Why Flamingoes?

Banner with cartoon images of flamingoes and the words "You want Flamingoes with That? as told by Jay Davis, founding director of CAMS

 

The story of how the flamingo came to be the symbol of CAMS is simple, but has interesting side turns and byways.

In the late 70s and early 80s, I was the operations manager for the Tandem Mirror Experiment (TMX) at LLNL. TMX was a very complicated plasma physics experiments. As a result, the experimental physics team and their engineering support staff often met Fridays for beer and pizza.

On one occasion, as we were wrapping up, I happened to remember that one of our number, Bear Hornady, an original CAMS staffer, was on vacation in the tropics, but was due home any day. I suggested that we decorate his home with something tropical so he'd feel comfortable on return. This suggestion lead to the pledge to go instantly to the hardware store and buy plastic flamingoes, the most suitable (and cheapest) object that we could think of.

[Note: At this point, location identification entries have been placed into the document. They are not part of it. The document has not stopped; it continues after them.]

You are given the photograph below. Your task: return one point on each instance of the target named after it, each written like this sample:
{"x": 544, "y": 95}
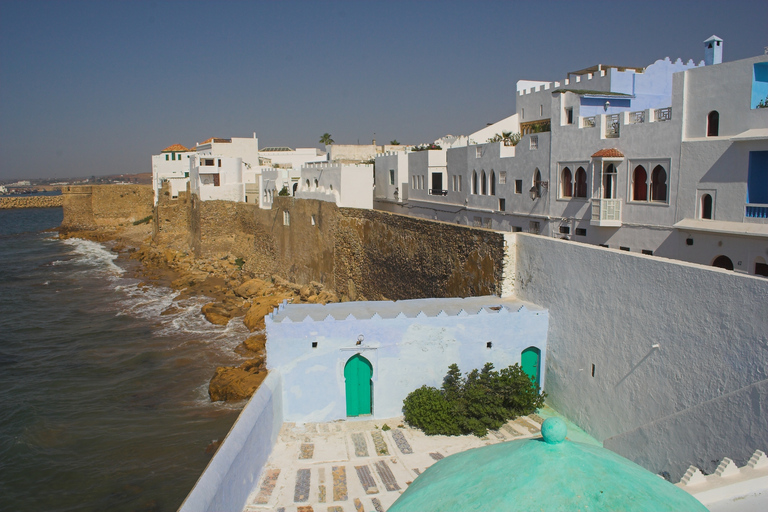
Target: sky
{"x": 97, "y": 87}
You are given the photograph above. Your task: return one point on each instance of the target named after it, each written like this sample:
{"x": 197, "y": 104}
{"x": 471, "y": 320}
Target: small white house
{"x": 363, "y": 358}
{"x": 172, "y": 166}
{"x": 347, "y": 185}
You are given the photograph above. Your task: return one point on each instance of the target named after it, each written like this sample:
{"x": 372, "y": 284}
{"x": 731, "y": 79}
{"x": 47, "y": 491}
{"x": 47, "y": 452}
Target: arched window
{"x": 609, "y": 182}
{"x": 566, "y": 189}
{"x": 706, "y": 206}
{"x": 537, "y": 183}
{"x": 713, "y": 124}
{"x": 659, "y": 184}
{"x": 640, "y": 184}
{"x": 723, "y": 262}
{"x": 581, "y": 182}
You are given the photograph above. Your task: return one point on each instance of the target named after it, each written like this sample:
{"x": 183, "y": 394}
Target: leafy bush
{"x": 472, "y": 404}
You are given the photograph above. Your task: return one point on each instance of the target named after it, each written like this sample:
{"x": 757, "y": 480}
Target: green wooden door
{"x": 530, "y": 361}
{"x": 357, "y": 375}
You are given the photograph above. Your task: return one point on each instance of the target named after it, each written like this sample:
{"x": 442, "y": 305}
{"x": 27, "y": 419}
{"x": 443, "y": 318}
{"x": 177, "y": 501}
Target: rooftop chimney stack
{"x": 713, "y": 51}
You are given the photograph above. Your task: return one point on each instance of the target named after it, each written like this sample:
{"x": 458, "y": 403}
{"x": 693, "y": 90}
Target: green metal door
{"x": 530, "y": 361}
{"x": 357, "y": 375}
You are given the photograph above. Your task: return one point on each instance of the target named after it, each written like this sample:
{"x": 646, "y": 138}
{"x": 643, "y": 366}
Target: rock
{"x": 231, "y": 383}
{"x": 254, "y": 317}
{"x": 252, "y": 345}
{"x": 216, "y": 313}
{"x": 251, "y": 288}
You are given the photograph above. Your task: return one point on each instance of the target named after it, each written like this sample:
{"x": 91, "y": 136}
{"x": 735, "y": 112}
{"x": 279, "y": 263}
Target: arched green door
{"x": 530, "y": 361}
{"x": 357, "y": 375}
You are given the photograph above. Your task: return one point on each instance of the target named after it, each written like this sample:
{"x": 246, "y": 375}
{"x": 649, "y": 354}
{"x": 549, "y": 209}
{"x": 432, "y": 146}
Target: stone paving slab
{"x": 334, "y": 457}
{"x": 379, "y": 443}
{"x": 401, "y": 442}
{"x": 361, "y": 447}
{"x": 301, "y": 491}
{"x": 366, "y": 479}
{"x": 386, "y": 476}
{"x": 267, "y": 486}
{"x": 339, "y": 483}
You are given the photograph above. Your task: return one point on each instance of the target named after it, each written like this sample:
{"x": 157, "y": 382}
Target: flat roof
{"x": 410, "y": 308}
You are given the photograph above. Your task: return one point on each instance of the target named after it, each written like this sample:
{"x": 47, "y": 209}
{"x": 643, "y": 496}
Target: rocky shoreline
{"x": 7, "y": 203}
{"x": 234, "y": 293}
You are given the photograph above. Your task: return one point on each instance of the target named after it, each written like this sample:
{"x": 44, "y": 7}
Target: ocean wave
{"x": 93, "y": 255}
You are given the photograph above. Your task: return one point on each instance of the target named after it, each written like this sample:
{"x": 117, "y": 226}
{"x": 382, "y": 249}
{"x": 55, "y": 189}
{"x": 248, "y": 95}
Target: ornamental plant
{"x": 473, "y": 403}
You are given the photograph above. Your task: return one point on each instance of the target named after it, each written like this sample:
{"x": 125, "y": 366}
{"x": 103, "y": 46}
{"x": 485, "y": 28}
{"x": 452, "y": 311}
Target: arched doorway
{"x": 359, "y": 386}
{"x": 530, "y": 361}
{"x": 723, "y": 262}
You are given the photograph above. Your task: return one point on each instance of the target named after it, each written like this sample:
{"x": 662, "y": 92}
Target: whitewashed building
{"x": 171, "y": 166}
{"x": 347, "y": 185}
{"x": 668, "y": 160}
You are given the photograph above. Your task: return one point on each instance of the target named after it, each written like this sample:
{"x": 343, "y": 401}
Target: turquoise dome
{"x": 542, "y": 474}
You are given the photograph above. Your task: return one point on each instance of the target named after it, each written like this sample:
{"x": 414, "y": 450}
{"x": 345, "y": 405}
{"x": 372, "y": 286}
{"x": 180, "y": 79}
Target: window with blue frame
{"x": 760, "y": 85}
{"x": 757, "y": 185}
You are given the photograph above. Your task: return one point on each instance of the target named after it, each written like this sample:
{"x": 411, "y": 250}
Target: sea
{"x": 103, "y": 398}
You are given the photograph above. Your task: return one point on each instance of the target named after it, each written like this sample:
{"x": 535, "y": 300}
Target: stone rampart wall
{"x": 105, "y": 205}
{"x": 360, "y": 254}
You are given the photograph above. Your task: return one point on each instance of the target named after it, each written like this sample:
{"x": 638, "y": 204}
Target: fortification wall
{"x": 90, "y": 206}
{"x": 641, "y": 347}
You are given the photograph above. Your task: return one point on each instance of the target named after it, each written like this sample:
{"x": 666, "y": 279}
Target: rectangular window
{"x": 757, "y": 178}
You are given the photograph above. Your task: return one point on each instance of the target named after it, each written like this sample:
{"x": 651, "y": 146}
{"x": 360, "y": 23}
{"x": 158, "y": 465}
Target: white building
{"x": 669, "y": 160}
{"x": 285, "y": 157}
{"x": 219, "y": 168}
{"x": 172, "y": 166}
{"x": 347, "y": 185}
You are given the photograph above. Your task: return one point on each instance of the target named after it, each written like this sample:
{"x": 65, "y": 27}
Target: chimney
{"x": 713, "y": 51}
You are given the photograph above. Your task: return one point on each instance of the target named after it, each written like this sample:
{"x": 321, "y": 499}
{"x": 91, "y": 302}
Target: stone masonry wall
{"x": 105, "y": 205}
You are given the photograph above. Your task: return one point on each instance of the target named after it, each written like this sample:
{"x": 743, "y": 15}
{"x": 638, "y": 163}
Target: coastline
{"x": 232, "y": 294}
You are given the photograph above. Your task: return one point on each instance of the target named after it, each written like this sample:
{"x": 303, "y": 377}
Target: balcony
{"x": 606, "y": 213}
{"x": 757, "y": 211}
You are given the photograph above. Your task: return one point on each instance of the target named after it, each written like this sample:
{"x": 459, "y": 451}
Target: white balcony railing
{"x": 606, "y": 212}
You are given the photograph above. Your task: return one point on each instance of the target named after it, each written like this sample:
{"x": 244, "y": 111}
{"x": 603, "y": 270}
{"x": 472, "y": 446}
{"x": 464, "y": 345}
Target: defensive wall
{"x": 361, "y": 254}
{"x": 90, "y": 206}
{"x": 664, "y": 361}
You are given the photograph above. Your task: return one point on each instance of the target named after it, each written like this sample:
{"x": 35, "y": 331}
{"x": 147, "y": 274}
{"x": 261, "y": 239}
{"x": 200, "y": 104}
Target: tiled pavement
{"x": 352, "y": 466}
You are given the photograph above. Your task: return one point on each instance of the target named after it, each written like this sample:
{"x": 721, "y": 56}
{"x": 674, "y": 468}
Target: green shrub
{"x": 472, "y": 404}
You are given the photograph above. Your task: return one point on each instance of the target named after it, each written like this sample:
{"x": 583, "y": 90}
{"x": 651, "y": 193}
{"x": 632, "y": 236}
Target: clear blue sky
{"x": 93, "y": 88}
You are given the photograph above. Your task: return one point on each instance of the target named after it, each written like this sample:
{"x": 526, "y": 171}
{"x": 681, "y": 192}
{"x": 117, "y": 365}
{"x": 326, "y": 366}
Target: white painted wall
{"x": 609, "y": 308}
{"x": 238, "y": 463}
{"x": 406, "y": 352}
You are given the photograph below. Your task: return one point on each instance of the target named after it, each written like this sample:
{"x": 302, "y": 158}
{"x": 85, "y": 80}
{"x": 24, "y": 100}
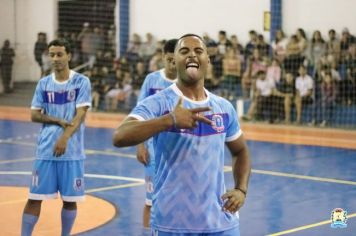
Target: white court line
{"x": 17, "y": 160}
{"x": 307, "y": 177}
{"x": 114, "y": 177}
{"x": 114, "y": 187}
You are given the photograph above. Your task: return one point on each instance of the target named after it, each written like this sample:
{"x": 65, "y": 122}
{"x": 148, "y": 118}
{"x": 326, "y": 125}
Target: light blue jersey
{"x": 60, "y": 100}
{"x": 154, "y": 82}
{"x": 189, "y": 179}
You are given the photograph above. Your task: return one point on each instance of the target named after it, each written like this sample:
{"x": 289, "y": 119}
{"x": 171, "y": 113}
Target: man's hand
{"x": 60, "y": 146}
{"x": 142, "y": 154}
{"x": 64, "y": 124}
{"x": 234, "y": 200}
{"x": 189, "y": 118}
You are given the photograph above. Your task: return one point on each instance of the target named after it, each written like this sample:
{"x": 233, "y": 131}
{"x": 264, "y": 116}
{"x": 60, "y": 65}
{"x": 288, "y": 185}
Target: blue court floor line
{"x": 307, "y": 226}
{"x": 306, "y": 177}
{"x": 136, "y": 181}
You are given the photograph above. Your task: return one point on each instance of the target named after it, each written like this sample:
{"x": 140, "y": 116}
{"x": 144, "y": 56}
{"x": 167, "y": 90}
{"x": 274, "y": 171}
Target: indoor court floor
{"x": 299, "y": 176}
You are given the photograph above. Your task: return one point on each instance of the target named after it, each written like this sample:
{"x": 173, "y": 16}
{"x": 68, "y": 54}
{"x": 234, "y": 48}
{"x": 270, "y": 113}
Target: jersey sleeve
{"x": 233, "y": 131}
{"x": 144, "y": 92}
{"x": 84, "y": 94}
{"x": 37, "y": 100}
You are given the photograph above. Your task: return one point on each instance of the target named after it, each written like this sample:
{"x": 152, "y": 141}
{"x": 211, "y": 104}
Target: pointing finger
{"x": 180, "y": 102}
{"x": 200, "y": 109}
{"x": 203, "y": 119}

We drove down town, pillaged the store (flamingoes at that time came shrink wrapped in pairs) and happily formed up in line, checking out. Our bliss was occasionally interrupted by the shriek of a cashier who cried "Here comes another one!" as another of our party emerged from the aisles with package in hand.

We drove to Bear's house, put between 20 and 30 birds on the lawn, and pretty much forgot about it. A couple of days later, I got a call from Bear which began "I just guessed it would be easier to start with you." The birds (henceforth known as the flock) were promptly returned to me in a formal plastic garbage bag. They occasionally came out for appearances on others' lawns over the next few years until they mysteriously disappeared.

Several years later, when I began building what became CAMS, several of the TMX technical staff moved over with me. Their presence, plus our decision to use the TMX color scheme on the tandem lab, made it lots easier to take long term loan of equipment now not needed by the TMX experiment. I suppose an occasional flamingo came along. At the time it was not a big deal.

The joke really took off in July of 1991 when I returned from my first inspection tour in Iraq for the UN to find a flamingo wearing a burnoose perched on the CAMS sign outside our office trailer. I suppose that was the tipping point. CAMS had been set up as a pretty independent freewheeling group, so the pursuit of evermore examples of the ultimate symbol of kitsch and bad taste became obligatory. Every post doc returned from each conference trip with yet another example, clocks, dolls, wall hangings, garden ornaments, pillows, etc.

When I left LLNL to become the Director of the Defense Threat Reduction Agency, acquiring what dignity I could as head of a combat support agency, I imagined that the flamingoes were a thing of my past. In the summer of 1999, I traveled 1000 km. east of Moscow to visit the 35 members of my agency who manned the inspection portal around the SS-20 plant at Votkinsk. When I got to their compound, I found it decorated with flamingoes. I don't know if my military crew had researched my past and the birds were there for me as a gag, or if they just expressed the usual American desire for expressing the improbable and irreverent. In either case, they were a welcome sight. I suppose CAMS is stuck with this symbol in any likely future.